An unlikely recorder motif flits through another alluringly slinky track, ‘Selene’. As elsewhere the vocals seem included more for texture than as a focal point, but the repetition of the word ‘ecstasy’ sticks out here. Largely because by this point you feel like you’ve just done some. By the time ‘Chenab River’ starts to bloom in delicately wonderful style, you’re basically double-dropping.
Appropriately, considering the overriding themes of nature and the moon, ‘California Poppy’ seems to always be striving upwards, tendrils reaching out towards the light, but if the album feels constantly uplifting, ‘Romanticism’ then represents the moment when you’re lifted a little too high for comfort, its wobbling synths and slowed-down vocal samples creating a disorientating effect. The problem with overwhelmingly positive-sounding music is it can become cloying, or else just a little too ‘nice’. This dizzying track adds just a drop of darkness to the sweet moon-milk on offer elsewhere. The ride cymbals are perfect too, sounding like they’ve been borrowed from a slower version of Clark’s ‘Growls Garden’.

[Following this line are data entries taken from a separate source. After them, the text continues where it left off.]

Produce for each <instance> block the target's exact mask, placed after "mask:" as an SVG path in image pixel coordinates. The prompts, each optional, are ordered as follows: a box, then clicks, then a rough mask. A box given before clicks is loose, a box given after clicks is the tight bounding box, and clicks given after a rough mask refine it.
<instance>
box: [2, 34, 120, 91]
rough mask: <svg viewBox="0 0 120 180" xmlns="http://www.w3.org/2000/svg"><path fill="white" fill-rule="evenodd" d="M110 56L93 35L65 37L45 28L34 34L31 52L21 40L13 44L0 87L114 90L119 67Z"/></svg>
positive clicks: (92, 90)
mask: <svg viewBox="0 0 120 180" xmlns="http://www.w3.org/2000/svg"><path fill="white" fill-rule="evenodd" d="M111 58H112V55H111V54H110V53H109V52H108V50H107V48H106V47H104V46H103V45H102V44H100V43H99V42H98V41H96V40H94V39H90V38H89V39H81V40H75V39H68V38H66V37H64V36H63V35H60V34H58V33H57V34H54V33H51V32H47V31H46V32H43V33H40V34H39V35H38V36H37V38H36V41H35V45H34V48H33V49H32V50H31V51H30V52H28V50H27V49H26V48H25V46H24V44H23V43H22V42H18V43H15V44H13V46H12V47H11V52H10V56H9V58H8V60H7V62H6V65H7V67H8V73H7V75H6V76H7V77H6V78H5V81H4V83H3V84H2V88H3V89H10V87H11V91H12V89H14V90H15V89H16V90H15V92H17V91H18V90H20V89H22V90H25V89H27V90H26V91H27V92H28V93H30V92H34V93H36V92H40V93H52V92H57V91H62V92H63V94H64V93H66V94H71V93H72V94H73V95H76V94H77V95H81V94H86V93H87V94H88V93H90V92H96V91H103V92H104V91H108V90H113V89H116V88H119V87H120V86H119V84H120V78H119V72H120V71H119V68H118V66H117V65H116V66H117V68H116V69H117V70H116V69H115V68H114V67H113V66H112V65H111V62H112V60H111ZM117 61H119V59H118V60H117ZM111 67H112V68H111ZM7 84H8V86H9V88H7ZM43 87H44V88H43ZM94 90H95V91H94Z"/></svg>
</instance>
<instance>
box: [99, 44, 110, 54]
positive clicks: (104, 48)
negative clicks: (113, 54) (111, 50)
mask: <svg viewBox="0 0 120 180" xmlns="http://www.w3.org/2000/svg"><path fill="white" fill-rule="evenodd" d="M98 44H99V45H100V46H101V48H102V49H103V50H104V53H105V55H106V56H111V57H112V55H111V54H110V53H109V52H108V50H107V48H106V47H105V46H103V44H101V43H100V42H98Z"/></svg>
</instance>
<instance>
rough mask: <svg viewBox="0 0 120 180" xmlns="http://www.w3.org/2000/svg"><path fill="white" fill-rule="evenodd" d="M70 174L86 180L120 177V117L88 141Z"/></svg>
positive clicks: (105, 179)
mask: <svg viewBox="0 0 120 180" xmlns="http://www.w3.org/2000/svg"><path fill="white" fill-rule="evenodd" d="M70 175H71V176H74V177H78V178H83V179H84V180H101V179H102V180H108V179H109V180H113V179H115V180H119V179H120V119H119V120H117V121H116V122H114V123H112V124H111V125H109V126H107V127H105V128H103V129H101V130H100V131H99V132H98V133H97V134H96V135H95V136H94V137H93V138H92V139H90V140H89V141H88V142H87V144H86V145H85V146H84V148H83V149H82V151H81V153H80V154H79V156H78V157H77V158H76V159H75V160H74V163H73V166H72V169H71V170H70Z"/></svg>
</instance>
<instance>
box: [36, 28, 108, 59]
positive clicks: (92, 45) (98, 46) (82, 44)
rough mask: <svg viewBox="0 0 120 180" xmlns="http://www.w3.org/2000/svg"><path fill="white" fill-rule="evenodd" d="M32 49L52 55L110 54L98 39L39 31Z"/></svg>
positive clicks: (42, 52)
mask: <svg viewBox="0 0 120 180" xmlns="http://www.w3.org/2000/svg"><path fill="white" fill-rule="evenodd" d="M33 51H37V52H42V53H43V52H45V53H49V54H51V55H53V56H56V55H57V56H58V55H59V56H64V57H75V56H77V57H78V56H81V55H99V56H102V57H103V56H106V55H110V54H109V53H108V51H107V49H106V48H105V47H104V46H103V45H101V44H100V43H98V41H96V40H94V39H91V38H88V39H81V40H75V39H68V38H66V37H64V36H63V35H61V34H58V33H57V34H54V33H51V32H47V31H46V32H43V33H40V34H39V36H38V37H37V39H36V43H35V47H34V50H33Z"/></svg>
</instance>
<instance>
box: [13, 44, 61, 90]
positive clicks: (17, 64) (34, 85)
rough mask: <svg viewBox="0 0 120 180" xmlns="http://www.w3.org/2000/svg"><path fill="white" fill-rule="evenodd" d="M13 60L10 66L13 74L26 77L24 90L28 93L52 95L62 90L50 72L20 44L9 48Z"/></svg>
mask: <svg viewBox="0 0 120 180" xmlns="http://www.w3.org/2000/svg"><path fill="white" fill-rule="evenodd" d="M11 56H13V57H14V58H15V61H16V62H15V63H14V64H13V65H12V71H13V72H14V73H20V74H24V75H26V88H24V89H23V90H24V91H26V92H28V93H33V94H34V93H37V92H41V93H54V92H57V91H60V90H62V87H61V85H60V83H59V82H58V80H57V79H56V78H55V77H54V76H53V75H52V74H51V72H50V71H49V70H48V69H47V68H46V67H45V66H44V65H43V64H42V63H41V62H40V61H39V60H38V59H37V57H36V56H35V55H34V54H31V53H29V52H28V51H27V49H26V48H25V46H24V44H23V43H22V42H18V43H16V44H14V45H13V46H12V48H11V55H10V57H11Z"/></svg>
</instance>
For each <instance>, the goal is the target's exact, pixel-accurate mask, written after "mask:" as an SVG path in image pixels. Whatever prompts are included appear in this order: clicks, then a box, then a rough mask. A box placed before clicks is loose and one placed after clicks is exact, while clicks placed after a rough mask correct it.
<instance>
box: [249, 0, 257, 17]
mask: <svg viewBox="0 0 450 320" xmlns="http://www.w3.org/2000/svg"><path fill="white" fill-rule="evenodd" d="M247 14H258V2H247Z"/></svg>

‘White Heat Blood’ has the most prominent singing on the album, and Douglas’s earnest voice sounds slightly akin to William ‘East India Youth’ Doyle’s. However, while Doyle’s production tends to be crisp and clear, Douglas prefers to mix in a little more colour, like he’s slowly dripping a series of dyes into increasingly opaque water. Earnest vocals aren’t my cup of tea personally, but you can’t deny they quality of the song-writing. Unlike ‘Je Ne Sais Pas’, unfortunately, which features a beat far larger than any other on the record, but the formidable rhythms of which don’t quite distract from an uncommon lack of tune. Perhaps the title indicates that he didn’t really know what to do with it.
Final track ‘Moon Observations’ brings the standard back up. A crystalline top line is etched just south of being in key, and that slight discord makes it a far more successful endeavour. For all Douglas’ undoubted skill as a producer, it’s the moments when he uses that talent to push things slightly off-kilter that really shine. The title track is a particular gem, with a touch of brass towards the end adding some subtle grandeur to proceedings. You almost feel like saluting as the album comes to a close.
It’s no surprise to find that the album is being released on Atomnation – one of the last electronic albums I heard that was so meltingly enjoyable was Dreaming in Key by Applescal, one of the label’s co-owners. Moon Observations manages to even surpass it. If Douglas’ intention was to transpose his 18th century namesake’s beautiful literary descriptions of nature into equally beautiful music, then this album is an unqualified success. But it’s a success in most other respects too.